After we introduce the magnetic dipole moments of a current loop which is pointing in an upward direction, for circular current loop carrying a current in counterclockwise direction, like in this diagram, or pointing in downward direction, like this, for a circular current loop carrying a current in clockwise direction.

Let’s look at a special case. The magnetic field magnitude of such a current loop that we found by applying Biot-Savart Law is Mu zero over 2 Pi [in its place 44:45] N i A–the number of turns times the current and the magnitude of the area surrounded by the loop with the magnitude of the magnetic dipole moment vector, divided by in the denominator we had Z squared plus R squared to the power of three and a half. And here, these are common notations that are used in most of the textbooks, so be careful not to confuse the magnetic dipole moment vector Mu with the permeability of free space Mu zero.

All right, well this was the case that–here’s our current loop and we calculated the magnetic field some z distance away from the center of the loop, which has a radius of R and carrying a current in counterclockwise direction. We found that the magnetic fields at this location is pointing in upward direction and the magnetic dipole moment vector associated with the current loop is pointing also in upward direction. We call the location of this point of interest, relative to the origin or the center, as Z distance away from the center.

Well, now let’s look at a special case such that our point of interest is a far distance away from the loop, on the axis, such that Z is much, much greater than the radius of the current loop. In that case when Z is much greater than R, R over Z will be much, much smaller than 1, this will enable us to make certain approximation for the magnitude of the magnetic field. If we take the quantity in order to have this ratio, if we take Z outside of this bracket we’re going to have Z squared will come out to the power bracket of 3 over 2 as Z cube and inside of the bracket we will 1 plus R squared over Z squared, to the power of three and a half. Now since R over Z is much smaller than 1 then R squared over Z squared will be even smaller when we compare it to 1. Therefore, one can easily neglect this quantity in comparent to 1 then the equation reduces to this simplified form by taking advantage of this ratio Mu zero over 2 Pi, times Mu over Z cube. So we can obtain an approximate expression for the condition that at our point of interest is a far distance away relative to the radius of the current loop, then the magnetic field that the current loop will generate along its axis is going to be equal to this quantity, in vector form again, we can multiple this magnetic unit vector k pointing in upward direction.
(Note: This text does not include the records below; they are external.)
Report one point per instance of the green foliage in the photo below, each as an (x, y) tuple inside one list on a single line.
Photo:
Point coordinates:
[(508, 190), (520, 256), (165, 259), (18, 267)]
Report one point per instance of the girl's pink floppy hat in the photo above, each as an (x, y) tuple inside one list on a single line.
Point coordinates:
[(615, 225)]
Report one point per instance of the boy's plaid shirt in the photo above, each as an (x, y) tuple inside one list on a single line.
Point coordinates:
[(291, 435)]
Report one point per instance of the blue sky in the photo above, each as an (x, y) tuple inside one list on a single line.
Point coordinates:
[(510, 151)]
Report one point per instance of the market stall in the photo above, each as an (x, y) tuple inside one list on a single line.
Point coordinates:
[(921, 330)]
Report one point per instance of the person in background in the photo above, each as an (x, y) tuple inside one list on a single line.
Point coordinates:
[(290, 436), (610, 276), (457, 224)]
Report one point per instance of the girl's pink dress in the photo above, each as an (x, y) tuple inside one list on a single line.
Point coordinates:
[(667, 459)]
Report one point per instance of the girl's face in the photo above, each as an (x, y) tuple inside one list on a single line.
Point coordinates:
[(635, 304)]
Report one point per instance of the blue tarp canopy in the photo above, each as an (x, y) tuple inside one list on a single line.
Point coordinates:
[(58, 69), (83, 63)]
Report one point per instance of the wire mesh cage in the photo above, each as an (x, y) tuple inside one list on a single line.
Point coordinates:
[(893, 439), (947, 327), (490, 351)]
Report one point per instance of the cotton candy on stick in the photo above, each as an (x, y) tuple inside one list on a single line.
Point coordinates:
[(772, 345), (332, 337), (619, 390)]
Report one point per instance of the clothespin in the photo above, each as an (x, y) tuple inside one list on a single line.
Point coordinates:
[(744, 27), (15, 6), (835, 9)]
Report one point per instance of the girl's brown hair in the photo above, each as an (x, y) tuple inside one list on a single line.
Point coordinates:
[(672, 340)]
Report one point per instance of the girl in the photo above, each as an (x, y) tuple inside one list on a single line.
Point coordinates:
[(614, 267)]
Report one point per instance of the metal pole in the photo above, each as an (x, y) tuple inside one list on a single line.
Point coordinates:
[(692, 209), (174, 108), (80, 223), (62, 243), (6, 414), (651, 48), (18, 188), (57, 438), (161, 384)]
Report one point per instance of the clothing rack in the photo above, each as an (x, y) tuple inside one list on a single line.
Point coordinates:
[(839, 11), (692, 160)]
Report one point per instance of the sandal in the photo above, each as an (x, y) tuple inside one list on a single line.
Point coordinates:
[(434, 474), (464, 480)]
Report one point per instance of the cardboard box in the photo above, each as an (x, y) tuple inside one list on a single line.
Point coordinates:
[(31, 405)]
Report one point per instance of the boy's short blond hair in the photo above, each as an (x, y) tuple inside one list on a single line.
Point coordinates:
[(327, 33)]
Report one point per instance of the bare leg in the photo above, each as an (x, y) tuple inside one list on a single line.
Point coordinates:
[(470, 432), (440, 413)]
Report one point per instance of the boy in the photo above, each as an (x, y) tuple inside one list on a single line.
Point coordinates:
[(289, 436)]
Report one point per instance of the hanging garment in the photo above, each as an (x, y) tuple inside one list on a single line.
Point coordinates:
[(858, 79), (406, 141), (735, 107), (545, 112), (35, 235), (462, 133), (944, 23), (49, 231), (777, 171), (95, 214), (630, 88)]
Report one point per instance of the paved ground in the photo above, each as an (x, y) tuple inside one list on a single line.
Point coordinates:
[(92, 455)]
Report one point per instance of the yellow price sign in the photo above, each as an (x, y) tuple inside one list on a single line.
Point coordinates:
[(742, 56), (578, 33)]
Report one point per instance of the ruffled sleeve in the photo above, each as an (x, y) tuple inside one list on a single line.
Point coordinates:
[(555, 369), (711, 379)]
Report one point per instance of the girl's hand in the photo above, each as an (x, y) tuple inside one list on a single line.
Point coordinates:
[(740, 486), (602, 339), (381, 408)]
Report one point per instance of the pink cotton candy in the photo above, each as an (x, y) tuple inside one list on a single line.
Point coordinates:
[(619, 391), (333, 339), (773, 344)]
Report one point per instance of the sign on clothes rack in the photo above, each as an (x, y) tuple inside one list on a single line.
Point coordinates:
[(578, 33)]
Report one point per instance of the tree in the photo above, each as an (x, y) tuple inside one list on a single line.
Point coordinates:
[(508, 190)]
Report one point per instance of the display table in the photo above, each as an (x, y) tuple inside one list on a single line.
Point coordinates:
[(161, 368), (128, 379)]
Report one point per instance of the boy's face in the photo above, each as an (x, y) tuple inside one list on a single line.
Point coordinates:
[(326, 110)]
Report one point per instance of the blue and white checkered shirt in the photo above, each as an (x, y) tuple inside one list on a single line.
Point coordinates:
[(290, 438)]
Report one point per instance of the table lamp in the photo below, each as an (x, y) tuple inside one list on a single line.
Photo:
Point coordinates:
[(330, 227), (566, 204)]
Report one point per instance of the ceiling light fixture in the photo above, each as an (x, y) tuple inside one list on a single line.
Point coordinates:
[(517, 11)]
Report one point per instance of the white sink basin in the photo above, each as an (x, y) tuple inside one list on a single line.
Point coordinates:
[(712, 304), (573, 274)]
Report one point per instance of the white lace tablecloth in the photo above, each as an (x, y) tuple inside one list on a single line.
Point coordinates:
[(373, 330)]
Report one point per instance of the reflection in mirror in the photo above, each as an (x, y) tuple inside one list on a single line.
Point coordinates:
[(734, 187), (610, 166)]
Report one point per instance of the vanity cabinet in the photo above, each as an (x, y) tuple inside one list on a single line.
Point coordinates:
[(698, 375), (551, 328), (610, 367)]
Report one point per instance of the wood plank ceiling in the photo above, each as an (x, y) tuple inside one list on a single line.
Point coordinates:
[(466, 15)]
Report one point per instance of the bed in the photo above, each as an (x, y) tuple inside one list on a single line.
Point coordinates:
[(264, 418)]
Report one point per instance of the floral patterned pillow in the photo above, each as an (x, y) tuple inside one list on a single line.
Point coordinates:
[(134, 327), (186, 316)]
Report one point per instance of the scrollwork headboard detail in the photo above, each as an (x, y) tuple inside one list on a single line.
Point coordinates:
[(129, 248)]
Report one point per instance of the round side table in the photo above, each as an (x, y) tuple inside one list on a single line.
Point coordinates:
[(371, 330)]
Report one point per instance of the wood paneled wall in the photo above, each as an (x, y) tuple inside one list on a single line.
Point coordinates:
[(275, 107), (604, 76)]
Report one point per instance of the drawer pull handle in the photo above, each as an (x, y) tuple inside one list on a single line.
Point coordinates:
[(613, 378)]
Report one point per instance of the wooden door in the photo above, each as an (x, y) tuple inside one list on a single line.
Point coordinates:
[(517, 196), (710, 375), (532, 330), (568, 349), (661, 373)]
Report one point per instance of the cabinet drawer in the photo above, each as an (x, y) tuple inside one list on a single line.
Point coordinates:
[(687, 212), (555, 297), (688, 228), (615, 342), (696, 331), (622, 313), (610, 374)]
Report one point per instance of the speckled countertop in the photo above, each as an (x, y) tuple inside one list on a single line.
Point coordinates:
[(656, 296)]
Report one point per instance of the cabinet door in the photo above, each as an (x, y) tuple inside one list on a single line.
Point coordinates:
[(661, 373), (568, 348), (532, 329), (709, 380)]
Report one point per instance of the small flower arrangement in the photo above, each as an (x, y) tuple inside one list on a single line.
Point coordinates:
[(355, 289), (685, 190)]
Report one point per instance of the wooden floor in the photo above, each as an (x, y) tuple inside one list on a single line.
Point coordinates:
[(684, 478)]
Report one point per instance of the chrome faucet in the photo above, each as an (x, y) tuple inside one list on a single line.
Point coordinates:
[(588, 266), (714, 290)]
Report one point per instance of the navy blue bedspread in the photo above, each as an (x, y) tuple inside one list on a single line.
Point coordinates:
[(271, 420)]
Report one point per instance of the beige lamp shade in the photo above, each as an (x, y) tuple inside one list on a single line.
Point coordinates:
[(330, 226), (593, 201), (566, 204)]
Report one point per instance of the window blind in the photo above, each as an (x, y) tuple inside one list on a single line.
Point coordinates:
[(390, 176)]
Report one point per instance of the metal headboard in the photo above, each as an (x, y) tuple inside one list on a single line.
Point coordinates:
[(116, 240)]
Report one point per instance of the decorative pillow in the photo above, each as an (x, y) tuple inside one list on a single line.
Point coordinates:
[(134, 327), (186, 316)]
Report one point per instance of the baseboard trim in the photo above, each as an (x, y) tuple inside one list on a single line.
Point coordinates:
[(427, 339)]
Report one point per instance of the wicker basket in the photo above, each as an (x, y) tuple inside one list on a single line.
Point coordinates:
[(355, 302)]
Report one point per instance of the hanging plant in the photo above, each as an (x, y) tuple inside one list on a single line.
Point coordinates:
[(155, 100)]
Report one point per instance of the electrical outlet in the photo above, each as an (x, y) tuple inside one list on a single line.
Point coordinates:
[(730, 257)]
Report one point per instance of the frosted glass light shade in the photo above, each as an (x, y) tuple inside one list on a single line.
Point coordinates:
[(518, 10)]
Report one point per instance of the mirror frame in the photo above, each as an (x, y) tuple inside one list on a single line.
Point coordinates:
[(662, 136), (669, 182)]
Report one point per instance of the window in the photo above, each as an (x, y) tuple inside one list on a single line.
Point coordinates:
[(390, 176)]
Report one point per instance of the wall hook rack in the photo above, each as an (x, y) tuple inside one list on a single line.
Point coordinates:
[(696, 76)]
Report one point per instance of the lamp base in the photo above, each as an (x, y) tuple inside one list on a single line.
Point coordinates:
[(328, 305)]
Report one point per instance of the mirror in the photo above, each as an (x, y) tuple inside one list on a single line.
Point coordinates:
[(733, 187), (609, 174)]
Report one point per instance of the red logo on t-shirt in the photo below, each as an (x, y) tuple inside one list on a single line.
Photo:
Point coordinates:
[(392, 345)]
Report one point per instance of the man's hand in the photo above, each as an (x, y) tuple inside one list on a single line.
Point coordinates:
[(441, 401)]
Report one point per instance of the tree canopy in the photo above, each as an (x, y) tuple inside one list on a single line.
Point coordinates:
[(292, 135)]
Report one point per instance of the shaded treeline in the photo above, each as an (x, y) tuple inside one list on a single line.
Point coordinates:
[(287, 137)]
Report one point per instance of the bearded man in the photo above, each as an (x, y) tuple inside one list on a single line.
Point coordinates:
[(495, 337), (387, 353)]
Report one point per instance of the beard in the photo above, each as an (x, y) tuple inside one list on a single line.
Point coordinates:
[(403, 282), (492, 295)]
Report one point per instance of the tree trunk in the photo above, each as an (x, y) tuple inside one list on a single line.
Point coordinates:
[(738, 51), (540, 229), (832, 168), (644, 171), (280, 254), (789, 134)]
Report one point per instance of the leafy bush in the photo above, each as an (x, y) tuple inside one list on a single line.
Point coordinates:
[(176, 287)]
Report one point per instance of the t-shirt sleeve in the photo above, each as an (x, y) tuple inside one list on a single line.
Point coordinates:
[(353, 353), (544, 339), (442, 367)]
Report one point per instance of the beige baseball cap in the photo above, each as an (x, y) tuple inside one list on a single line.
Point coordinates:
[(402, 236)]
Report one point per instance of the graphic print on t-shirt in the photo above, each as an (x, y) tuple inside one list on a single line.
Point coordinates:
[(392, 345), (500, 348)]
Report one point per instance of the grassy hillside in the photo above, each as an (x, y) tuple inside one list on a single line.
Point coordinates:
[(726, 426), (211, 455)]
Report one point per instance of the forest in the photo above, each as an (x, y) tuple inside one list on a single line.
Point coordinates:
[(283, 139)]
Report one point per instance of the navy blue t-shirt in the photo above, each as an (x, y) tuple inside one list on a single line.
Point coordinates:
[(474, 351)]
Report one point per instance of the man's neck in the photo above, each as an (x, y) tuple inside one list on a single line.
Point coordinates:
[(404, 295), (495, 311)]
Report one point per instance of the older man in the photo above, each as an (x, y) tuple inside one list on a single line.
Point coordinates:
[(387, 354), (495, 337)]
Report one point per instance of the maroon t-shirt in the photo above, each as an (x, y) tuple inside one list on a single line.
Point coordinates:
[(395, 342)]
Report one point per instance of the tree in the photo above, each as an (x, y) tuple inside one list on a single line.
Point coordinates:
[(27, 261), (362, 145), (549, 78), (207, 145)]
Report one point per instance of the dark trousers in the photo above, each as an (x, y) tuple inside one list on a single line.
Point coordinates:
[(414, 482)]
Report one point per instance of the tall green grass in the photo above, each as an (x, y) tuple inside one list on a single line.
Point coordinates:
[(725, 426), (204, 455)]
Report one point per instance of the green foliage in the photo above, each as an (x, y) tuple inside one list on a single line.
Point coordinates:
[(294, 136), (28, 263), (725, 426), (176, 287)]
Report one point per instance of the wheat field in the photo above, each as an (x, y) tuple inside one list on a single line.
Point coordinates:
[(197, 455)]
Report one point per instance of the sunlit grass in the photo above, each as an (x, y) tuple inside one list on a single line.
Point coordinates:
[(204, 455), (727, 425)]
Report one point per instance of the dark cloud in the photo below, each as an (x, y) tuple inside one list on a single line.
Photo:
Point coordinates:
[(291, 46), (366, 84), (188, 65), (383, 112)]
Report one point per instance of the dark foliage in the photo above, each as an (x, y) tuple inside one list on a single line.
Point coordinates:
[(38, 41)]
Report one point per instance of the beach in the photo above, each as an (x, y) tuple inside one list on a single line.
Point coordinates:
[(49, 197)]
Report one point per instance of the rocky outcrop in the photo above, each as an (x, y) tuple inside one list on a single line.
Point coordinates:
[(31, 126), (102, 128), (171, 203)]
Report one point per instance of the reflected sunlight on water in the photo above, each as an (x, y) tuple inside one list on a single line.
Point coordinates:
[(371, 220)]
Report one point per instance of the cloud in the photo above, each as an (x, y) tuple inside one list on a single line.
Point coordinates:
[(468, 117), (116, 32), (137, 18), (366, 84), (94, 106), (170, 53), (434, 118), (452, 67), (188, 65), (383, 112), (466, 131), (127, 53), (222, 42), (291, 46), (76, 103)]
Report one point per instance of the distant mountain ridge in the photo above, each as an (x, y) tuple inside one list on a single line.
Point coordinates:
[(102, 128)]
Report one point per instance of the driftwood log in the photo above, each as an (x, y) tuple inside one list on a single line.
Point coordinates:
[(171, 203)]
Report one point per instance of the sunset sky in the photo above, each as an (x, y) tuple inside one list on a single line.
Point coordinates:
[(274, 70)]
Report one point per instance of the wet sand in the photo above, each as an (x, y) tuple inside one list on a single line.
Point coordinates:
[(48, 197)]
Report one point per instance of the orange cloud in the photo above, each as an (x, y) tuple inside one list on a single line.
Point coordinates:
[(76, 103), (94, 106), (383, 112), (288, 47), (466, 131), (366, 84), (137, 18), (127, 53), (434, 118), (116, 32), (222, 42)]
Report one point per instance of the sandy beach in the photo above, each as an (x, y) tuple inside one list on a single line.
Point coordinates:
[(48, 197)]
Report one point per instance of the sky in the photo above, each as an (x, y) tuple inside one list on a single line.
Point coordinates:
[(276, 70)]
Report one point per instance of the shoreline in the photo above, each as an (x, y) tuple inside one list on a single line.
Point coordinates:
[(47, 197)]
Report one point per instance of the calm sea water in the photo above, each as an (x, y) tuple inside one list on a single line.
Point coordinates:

This current loop also represents a very good model to be able to explain, which I will talk about this a little bit later, the magnetic behavior of matter. We see that from the atomic structure of the matter, from the planetary model of the atom, the electrons are orbiting about the nucleus of the atom. For some of the materials, as they orbit about the nucleus, since the electrons negatively charged particles they represent as they orbit they represent moving charges. Therefore, they generate these tiny little current loops and since some of the atoms these orbiting electrons that they orbit in a unison way by generating these tiny little current loops and associated magnetic dipole moment vectors. As we see, the magnetic dipole moment vectors are in the same direction with the associated magnetic fields and we will see later on that for some cases they can be aligned in the same direction, therefore all these tiny little magnetic field vectors add to one another by generating a net magnetic field. This is going to eventually lead us to magnetic behavior of the matter, how some certain objects can be magnetized whereas how some other types of objects cannot be magnetized. Therefore these tiny little current loops or the magnetic field of a current loop is a very good model in order to explain such a complex physical phenomena.